What Meeker says Homesick is, actually, is a first-person puzzle / adventure game, built with the Unreal Engine, in which players explore an abandoned building, solving puzzles to both unlock new areas and reveal more of the story, which he himself is keeping decidedly under thumb.
Beyond the narrative mystery, the fidelity of the on-screen visuals is what draws many people to the game. Meeker’s intention is to bring high-res graphics to a decidedly independent game experience. “I’m trying to make it just as detailed as a game cinematic that we might have done [at previous employer Blur Studios],” he said. “We’re definitely trying to bring basically AAA graphics to a first-person, point-and-click indie game. I don’t think there’s that many games that do that, especially in terms of art quality.”
And he has the chops to accomplish the goal. Meeker began his career as a 3D artist at Blur Studios in the early 00s and worked there for nearly eight years, doing a lot of jobs – but mostly environment modeling, he said – before deciding to strike out on his own to make Homesick.
He founded Lucky Pause with Morgan Wyenn and his dog, Argon (the office manager), because he had grown tired of creating pre-rendered scenes for games, wanting instead to work on something that was more meaningful to him. He wanted to create an experience with interactivity, not something that people would watch for a few seconds or a few minutes and then be done with.
“I really liked doing all of the work,” he said, “[but] I’d like to tell stories that are more important to me.”
What he came up with was the idea for Homesick.
The Kickstarter went up in February 2013 with a proposed budget of $8,000, and it was funded over three times that amount, ending up with $27,897 and surpassing all expectations, even for the stretch goals.
To respond to all of the support the game received, Meeker is working extra hard to give fans value. In addition to creating the game, there will also be a prequel, more content, more puzzles, and access to the abandoned building’s roof, which will also provide the game with more story. The prequel, it should be noted, will be free DLC released after the main game.
He said, “Because so many people really did seem into it, I’m like, ‘I don’t want to disappoint you at all! I want to try to give you the best experience I can,’ considering now all these extra finances that we have.

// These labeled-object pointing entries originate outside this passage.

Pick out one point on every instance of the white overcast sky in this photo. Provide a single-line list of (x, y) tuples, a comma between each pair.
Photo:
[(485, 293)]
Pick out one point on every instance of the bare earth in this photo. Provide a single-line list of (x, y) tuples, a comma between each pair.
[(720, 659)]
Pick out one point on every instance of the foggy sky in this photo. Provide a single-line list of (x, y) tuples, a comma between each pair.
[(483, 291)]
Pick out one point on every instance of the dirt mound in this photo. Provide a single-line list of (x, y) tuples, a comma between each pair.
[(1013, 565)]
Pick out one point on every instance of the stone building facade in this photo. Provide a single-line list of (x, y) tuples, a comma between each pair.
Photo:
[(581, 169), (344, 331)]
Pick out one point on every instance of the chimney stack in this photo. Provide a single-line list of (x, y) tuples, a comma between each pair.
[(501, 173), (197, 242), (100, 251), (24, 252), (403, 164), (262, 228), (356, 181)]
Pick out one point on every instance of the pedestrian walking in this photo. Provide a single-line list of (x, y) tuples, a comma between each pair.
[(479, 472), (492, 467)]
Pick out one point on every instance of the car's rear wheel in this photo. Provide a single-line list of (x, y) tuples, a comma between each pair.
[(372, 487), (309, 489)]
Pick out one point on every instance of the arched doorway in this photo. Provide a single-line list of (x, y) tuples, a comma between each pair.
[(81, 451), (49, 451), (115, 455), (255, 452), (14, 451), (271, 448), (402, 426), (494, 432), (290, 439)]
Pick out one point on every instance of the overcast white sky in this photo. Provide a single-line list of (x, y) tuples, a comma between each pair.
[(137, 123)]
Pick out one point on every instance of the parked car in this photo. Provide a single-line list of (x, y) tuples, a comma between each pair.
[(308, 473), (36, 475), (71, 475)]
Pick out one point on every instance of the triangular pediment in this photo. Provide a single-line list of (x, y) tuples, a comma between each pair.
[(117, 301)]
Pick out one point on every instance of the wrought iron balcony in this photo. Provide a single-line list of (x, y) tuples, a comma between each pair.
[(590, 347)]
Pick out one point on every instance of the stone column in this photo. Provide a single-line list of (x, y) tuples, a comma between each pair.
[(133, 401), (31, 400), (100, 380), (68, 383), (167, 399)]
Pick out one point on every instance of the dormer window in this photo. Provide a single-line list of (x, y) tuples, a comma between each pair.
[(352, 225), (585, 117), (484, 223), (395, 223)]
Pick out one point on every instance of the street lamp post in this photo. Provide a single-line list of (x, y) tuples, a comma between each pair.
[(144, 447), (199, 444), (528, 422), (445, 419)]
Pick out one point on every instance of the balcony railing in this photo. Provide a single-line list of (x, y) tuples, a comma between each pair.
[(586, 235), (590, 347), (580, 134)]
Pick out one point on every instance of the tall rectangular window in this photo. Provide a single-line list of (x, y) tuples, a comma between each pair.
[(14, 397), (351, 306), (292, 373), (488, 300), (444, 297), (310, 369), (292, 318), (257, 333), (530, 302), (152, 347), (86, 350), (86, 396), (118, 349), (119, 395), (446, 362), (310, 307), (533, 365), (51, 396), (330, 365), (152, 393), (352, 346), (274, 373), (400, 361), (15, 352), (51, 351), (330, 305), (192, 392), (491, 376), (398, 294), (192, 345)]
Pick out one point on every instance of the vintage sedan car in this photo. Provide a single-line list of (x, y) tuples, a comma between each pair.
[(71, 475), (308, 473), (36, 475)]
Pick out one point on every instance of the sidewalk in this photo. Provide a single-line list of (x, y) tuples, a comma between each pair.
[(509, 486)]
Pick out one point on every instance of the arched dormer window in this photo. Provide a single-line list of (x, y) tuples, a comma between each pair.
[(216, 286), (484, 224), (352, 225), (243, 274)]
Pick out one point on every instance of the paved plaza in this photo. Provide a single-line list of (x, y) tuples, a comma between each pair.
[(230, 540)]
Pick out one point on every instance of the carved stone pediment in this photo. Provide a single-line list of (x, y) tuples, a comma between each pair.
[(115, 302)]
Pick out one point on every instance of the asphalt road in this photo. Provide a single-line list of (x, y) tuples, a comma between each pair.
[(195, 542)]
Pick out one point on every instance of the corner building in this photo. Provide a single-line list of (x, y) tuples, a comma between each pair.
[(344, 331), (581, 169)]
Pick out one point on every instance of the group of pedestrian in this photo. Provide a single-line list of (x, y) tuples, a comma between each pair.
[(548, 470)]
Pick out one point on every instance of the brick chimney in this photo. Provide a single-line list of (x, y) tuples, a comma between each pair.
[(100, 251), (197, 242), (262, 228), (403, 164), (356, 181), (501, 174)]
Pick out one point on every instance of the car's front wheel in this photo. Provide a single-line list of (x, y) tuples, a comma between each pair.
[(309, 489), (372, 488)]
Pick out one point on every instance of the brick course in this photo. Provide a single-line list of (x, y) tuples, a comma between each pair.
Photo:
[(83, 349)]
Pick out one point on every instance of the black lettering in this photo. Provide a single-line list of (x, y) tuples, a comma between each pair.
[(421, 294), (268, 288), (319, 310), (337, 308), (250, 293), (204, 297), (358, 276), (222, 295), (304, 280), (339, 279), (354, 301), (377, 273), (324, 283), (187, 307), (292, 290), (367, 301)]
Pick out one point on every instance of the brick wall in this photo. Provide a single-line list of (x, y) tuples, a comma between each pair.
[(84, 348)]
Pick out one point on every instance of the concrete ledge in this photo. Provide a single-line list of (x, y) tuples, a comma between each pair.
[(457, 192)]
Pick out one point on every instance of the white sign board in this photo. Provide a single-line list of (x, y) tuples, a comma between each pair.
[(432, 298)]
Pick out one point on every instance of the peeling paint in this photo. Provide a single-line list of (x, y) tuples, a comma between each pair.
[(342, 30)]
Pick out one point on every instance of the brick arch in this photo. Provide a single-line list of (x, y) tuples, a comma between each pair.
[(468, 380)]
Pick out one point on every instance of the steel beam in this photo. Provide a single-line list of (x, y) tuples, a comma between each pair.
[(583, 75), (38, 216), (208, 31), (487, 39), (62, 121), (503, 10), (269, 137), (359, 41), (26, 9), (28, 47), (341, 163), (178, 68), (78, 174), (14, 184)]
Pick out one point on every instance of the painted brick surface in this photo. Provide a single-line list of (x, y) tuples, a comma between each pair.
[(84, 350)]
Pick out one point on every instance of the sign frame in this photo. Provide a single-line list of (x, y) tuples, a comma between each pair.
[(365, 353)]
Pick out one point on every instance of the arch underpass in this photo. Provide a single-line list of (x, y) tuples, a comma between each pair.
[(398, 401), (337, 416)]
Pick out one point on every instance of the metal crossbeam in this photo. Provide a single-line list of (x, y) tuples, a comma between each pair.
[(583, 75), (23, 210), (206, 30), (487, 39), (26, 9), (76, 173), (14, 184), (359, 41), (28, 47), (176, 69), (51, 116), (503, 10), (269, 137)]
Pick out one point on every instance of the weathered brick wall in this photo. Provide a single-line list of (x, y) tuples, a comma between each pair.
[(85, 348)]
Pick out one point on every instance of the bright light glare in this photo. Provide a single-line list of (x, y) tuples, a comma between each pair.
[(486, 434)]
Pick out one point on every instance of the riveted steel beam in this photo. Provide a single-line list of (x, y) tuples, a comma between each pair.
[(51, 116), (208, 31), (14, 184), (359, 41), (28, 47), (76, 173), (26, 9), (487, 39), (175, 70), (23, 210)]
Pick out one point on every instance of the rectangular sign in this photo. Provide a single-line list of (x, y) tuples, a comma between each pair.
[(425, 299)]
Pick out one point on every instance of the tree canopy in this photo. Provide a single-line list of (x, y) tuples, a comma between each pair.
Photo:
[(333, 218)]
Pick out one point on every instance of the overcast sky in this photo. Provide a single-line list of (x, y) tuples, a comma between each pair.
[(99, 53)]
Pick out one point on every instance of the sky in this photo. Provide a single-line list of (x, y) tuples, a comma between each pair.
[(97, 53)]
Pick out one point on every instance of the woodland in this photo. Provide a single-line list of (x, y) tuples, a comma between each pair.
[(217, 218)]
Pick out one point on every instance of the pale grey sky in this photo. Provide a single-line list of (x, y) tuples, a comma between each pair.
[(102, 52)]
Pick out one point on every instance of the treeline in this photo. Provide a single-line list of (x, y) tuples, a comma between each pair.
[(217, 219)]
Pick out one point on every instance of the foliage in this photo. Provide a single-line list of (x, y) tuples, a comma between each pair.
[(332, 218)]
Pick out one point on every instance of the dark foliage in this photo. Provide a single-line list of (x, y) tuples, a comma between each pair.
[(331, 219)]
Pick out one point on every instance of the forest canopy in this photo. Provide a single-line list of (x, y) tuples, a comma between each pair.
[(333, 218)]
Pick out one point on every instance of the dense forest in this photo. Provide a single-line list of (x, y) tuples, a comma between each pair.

They’re all going toward making it better.”
Communications Director Morgan Wyenn (who is a lawyer by day) feels that the Kickstarter has been integral to the process of making Homesick. “It’s been such a blessing,” she said, “when we’ve had exciting news to share, or we wanted feedback, or we’ve had frustrating news to share, I feel like we had 1500 friends that were there to share the experience with us and give us feedback, and they’re very honest, so it’s been a great experience.”
All told, he said Homesick will take about two hours, and Meeker seems content with that length. “I’d rather someone finish the game and say, ‘Aw, it’s over,’ than be like, ‘this game is dragging on, I want to go and play this other game.’”
With the success of more brief gaming experiences in 2013 – Brothers, Gone Home, and the Stanley Parable, just to name a few – Homesick seems to be in good company, in that regard. “I want to kind of make it a little more movie-like,” he said, “where you play it, you finish it, and you get the whole story, and if you wanted more of that world, it was a good game.”
Meeker is working 16 hour days, pretty much seven days a week, to complete the game, which is scheduled for a 2014 release – “sometime” in 2014 they said, laughing – but a hard date has not been set. A few previous release dates have come and gone, but they’re in no rush. It will be done when it is finished, and not before, so fans can expect a solid, working title.
And despite some grand ambitions for the graphics, Meeker is humble, overall, about his expectations. “If it is a niche game that some people really love, I’ll be really happy with that,” he said. “And hopefully that will mean we can go on and make another one.”